We had lunch at The Fish Hopper, a restaurant near the Kailua pier.  Both of us had salads.  The Help had the Cobb salad, and I had the chicken macadamia salad.  I wasn't expecting much, but both of us thoroughly enjoyed our meals.  The Asian dressing on the chicken salad was perfect.  I did ask for it without papaya.  I should've asked them to hold the red onions too, but the onions were easy enough to pick out.  The Help's salad looked like it was full of bacon.  If it wasn't for the bleu cheese, I might have thought about ordering that too.

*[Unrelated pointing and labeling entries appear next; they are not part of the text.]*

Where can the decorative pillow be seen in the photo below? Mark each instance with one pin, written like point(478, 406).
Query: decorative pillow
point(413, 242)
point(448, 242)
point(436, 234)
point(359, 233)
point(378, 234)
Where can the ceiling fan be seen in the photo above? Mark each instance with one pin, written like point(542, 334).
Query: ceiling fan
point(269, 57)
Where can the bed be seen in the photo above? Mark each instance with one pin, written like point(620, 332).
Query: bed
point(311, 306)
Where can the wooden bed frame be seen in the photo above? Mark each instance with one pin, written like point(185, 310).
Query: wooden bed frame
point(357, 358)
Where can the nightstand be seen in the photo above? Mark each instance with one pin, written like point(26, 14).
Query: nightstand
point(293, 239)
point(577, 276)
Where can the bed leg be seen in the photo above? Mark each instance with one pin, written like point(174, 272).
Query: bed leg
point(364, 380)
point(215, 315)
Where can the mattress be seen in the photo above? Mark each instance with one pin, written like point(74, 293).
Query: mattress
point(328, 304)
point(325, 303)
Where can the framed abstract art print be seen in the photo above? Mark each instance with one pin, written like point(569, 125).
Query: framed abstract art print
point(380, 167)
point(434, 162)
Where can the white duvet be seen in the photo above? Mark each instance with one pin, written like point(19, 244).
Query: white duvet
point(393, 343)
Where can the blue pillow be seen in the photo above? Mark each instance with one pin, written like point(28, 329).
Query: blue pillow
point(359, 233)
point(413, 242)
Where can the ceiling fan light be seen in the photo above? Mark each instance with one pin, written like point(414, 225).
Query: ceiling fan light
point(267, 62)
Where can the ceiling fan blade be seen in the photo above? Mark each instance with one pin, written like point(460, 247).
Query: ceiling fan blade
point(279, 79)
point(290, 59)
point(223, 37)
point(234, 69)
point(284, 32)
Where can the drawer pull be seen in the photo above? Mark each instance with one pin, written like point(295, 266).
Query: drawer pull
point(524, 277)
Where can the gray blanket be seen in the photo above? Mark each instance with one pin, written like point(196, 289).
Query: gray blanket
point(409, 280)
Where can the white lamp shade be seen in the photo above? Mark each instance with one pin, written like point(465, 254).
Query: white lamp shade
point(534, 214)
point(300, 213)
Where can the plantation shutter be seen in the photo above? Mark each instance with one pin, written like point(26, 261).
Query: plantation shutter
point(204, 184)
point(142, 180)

After my salad, I was looking forward to a hearty dinner (we made it home from Kona in the afternoon).  I was tired so it was a good thing we had lotsa leftovers in the fridge.  The Help came across a good sale Safeway was having on country ribs.  I generally don't buy country ribs (country style spareribs) because I tend to like my pork extra fatty (like bacon & hocks).  I suppose The Help couldn't help himself.  Nearly 8 lbs of country ribs cost under $20 with the Safeway club card.  8 lbs is a whole lotta meat, so I baked it with an Asian barbecue sauce because I knew the leftovers would be good.

BTW, the sauteed greens to the side of the meat in the top pic and the pic below is such a simple accompaniment to throw together. . .shredded savoy cabbage, ham slivers, and salt.  Saute until cabbage shows slight browning.  Place in a serving bowl and top with a generous sprinkle of parmesan cheese.

click on recipe title for printable recipe

     4 lbs country style spareribs
     1/2 c shoyu
     1/2 c oyster sauce
     3/4 c ketchup
     3/4 c sugar
     1 tbsp guava jelly or orange marmalade
     1/8 tsp 5-spice
     1/2" piece of ginger, grated

Boil country ribs for 1 hour.  Drain well and wash off scum.  Preheat oven to 350 degrees.  Place ribs in large baking pan.  Combine remaining ingredients.  Pour over ribs.  Bake 1 1/2 hours.  Remove from pan and slice across the grain to serve.

R.I.P. William Lewis. . .may your light continue to shine.